COLORADO: Communities across Colorado are taking different tactics to the sale of recreational marijuana, which will officially begin in January. In Colorado’s high country, most resort towns support pot legalization and they don’t see it hurting the state’s multibillion dollar tourism business.
Last November, Colorado voters passed Amendment 64 by a healthy margin. In resort towns such as Telluride, nearly 80 percent of voters said yes to legalization.
“Telluride is a pretty young community,” said mayor Stu Fraser. “The demographics changed recently. We went from an average age of 30 to 34.”
Telluride is known for its numerous mountain festivals and laid back vibe.

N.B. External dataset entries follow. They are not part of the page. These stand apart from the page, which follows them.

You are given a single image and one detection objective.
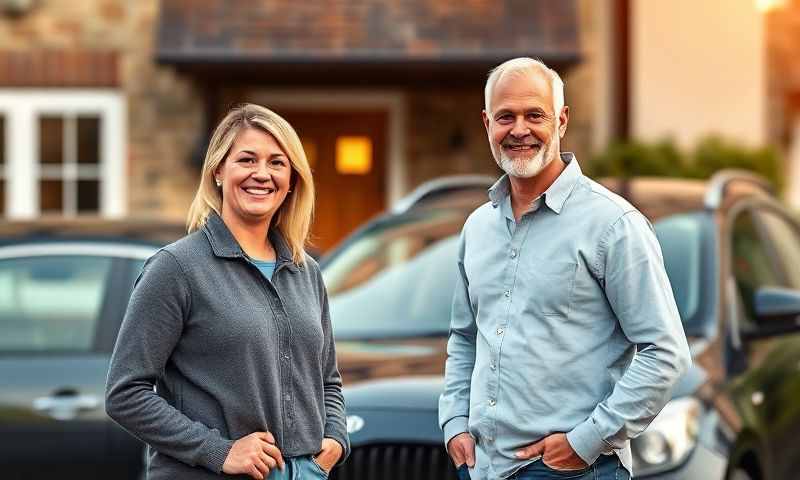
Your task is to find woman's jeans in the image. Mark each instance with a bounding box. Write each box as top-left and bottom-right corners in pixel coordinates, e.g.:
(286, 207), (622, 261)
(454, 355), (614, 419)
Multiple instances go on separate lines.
(267, 455), (328, 480)
(458, 455), (631, 480)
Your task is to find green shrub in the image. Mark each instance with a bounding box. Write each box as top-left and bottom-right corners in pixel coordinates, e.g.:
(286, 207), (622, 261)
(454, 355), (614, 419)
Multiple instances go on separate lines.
(588, 136), (785, 190)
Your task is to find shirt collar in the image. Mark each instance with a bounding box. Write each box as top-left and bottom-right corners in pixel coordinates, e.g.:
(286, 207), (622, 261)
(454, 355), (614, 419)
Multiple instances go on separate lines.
(489, 152), (583, 213)
(203, 211), (299, 271)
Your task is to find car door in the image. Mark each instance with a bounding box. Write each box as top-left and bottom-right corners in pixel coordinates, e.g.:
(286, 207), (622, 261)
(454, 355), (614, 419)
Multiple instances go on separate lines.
(757, 208), (800, 478)
(0, 244), (141, 478)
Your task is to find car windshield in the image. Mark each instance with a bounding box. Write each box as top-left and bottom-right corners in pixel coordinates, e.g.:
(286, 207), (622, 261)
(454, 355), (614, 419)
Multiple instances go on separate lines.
(322, 210), (702, 339)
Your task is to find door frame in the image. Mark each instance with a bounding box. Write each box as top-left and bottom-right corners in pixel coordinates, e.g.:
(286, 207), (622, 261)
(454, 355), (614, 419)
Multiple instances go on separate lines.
(238, 87), (408, 208)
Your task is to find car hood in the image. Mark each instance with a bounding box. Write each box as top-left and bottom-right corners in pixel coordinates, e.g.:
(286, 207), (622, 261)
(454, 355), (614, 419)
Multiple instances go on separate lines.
(336, 337), (447, 385)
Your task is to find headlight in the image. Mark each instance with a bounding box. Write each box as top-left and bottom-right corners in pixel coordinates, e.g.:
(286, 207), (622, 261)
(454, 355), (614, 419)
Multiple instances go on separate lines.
(631, 397), (702, 477)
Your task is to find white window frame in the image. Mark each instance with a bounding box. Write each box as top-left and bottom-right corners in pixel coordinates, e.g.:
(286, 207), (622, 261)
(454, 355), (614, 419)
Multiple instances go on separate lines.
(0, 89), (127, 220)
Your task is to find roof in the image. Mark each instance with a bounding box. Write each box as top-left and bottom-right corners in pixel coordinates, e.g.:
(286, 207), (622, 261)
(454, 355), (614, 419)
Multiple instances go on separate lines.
(157, 0), (579, 81)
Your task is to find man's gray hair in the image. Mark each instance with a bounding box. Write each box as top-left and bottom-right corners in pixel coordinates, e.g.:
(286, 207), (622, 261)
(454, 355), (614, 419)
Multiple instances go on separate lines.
(484, 57), (564, 118)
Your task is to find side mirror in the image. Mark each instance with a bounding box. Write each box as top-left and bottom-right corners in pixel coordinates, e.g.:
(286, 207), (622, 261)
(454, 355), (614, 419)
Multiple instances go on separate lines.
(753, 287), (800, 337)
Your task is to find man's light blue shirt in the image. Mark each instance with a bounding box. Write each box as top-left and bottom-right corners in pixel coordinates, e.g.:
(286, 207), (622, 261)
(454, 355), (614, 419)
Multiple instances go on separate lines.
(439, 153), (691, 479)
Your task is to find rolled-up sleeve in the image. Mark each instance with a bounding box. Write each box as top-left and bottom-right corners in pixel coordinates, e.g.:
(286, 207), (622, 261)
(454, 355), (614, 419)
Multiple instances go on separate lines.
(439, 232), (477, 446)
(567, 211), (691, 464)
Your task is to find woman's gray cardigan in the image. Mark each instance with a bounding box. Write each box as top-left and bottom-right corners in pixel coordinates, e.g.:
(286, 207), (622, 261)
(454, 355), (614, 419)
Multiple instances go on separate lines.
(106, 214), (349, 480)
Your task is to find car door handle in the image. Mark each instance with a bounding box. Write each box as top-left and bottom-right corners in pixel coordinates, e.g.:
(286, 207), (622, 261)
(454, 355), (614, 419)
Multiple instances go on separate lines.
(33, 394), (100, 420)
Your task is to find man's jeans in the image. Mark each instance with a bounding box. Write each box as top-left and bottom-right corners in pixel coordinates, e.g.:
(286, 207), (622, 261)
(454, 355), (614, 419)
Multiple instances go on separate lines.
(458, 455), (631, 480)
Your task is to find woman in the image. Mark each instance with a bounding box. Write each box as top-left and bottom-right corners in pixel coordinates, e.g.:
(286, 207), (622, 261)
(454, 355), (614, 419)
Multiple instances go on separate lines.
(106, 104), (349, 480)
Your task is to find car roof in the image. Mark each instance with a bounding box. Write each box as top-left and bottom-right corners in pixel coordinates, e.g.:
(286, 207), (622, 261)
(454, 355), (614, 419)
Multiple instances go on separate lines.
(0, 217), (186, 245)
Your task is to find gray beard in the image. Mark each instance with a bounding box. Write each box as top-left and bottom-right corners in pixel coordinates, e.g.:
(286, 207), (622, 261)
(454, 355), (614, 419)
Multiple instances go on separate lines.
(495, 138), (559, 178)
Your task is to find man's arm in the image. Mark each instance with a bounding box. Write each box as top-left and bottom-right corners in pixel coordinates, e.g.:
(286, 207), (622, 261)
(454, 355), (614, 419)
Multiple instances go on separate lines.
(439, 232), (477, 456)
(567, 211), (691, 464)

When it comes to recreational marijuana, Fraser says Telluride is going farther than most. Plans are already in the works for three retail stores in the main business district. Telluride will allow grow operations and there’s nothing preventing a shop from eventually opening up right on Main Street.
“We’re not trying to create a tourism flow into the community to build our sales tax revenue off of recreational marijuana,” said Fraser. “That’s not the goal here at all. What we attempt to do is make it right for the folks that live here. Then that ends up really making it right for the people who visit here.”
Other mountain towns including Aspen, Breckenridge, Crested Butte and Steamboat Springs are also allowing retail stores, but there are other restrictions. Most have ordinances banning stores in certain parts of town and won’t allow for grow operations.
It’s an altogether different story in Vail, which has a moratorium on retail marijuana stores. The town has also banned medical marijuana dispensaries.
“The issue that I’ve heard over and over again, is just people questioning bringing their families to an area or resort where marijuana is easily available,” said Andy Daly, the mayor of Vail.